VICTORIA – The power play received most of the attention, but it’s the penalty killing that needs most of the work.
On the third day of the Vancouver Canucks training camp, coach Rick Tocchet unveiled his special teams Saturday in a five-on-four practice that followed the only scrimmage of camp.
Most of the questions to Tocchet afterwards were about his power play, which had Brock Boeser on the top unit with Quinn Hughes, Elias Pettersson, J.T. Miller and Andrei Kuzmenko, and far more movement and rotation by the four forwards than we saw last season.
But that same unit, except with Bo Horvat in the bumper spot until his January trade, finished 11th in the National Hockey League last season at 22.7 per cent. Over the last three years, which were among the most dismal and disappointing in Canucks history, the Vancouver power play is also 11th at 21.8 per cent.
The penalty killing, however, is 31st during that span and last season was not only the worst in the NHL at 71.6 per cent but, until a late-season surge, was on pace to be the worst since the league began tracking special-teams efficiency in the 1970s.
Yeah, the Canucks power play should be fun to watch, but it is imperative the team gets better penalty killing.
“Well, there’s nowhere else to go but up,” Canuck newcomer Ian Cole said when informed about the historically-poor penalty kill. “Very generally speaking on PK, you’re down a guy and you’re playing against the other team’s five best players. So your reads need to be very good, your execution needs to be exceptional, and you need to be able to win battles and get pucks out of the zone.”
Cole, a 34-year-old defenceman signed as a free agent by the Canucks in July, was frequently first out on the penalty kill last season for the Tampa Bay Lightning.
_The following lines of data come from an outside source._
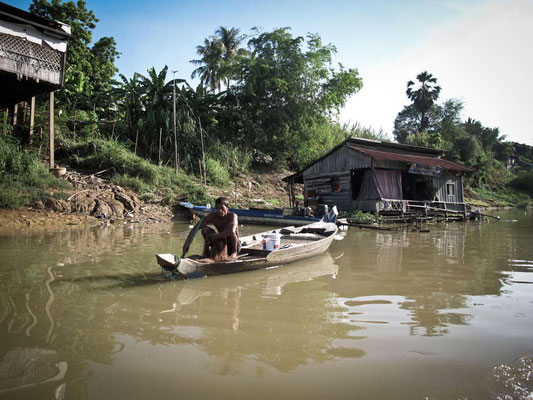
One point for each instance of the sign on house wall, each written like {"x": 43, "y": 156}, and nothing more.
{"x": 429, "y": 170}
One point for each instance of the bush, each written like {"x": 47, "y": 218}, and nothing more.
{"x": 23, "y": 178}
{"x": 235, "y": 160}
{"x": 523, "y": 181}
{"x": 216, "y": 173}
{"x": 134, "y": 172}
{"x": 358, "y": 217}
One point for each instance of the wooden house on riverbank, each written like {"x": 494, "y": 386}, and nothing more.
{"x": 32, "y": 61}
{"x": 384, "y": 178}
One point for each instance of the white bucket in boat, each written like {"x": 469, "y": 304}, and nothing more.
{"x": 271, "y": 241}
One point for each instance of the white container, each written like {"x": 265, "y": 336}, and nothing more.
{"x": 271, "y": 241}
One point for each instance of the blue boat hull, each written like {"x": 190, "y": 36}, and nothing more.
{"x": 262, "y": 217}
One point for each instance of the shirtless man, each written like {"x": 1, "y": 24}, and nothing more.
{"x": 221, "y": 233}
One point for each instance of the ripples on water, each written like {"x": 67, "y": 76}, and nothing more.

And it looks like he’ll be first out for the Canucks when they’re shorthanded. The top PK unit in Saturday’s special-teams practice was Cole and Carson Soucy on defence, with Teddy Blueger and Phil Di Giuseppe up front. Like Cole, Soucy and Blueger were also free-agent acquisitions.
“There’s some stuff that we want to obviously change. . . no disrespect to anybody else,” Tocchet told reporters. “But also acquiring some of the guys, Teddy Blueger, Ian Cole, those guys have helped just the presence. Even today, I wasn’t on their (PK) bench, but (assistant coach Adam Foote) was saying how much Cole is teaching people on the bench. That’s the stuff we need.”
Tocchet ran three power-play and penalty-killing units, with a couple of extra players rotating in, but Cole’s group went against the first power play on most shifts.
“Today was a good feeling,” he said. “I don’t want to get ahead of myself; it’s the first skate, it’s practice, and the powerplay had never worked together before. But I think in, what, a 45-minute power-play practice, we gave up one goal. . . against our first unit. The feeling on the bench was, like: ‘Let’s do our job. Don’t give up, don’t take your foot off the gas. These guys are going to try to embarrass us and we’re going to battle.’ It was a really nice first step to getting good, and taking ownership of it, too. It was a good feeling.”
MEANWHILE ON THE POWER PLAY: Boeser is being given the chance to earn full-time duty on the top unit to replace Horvat, but not in Horvat’s bumper spot.
It’s hard to say who is actually the new bumper — Miller and Kuzmenko spent the most time between the hash marks – because there was constant movement and interchange among the four forwards. The players on the flanks, which on right wing was primarily Pettersson, have been given the green light by Tocchet to take the puck behind the net to create new passing lanes.
Boeser sniped a goal with a wrist shot from left wing, his off-side, when the penalty-killing defencemen were Tyler Myers and Guillaume Brisebois. Boeser also set up Kuzmenko for a tap-in from a seam pass.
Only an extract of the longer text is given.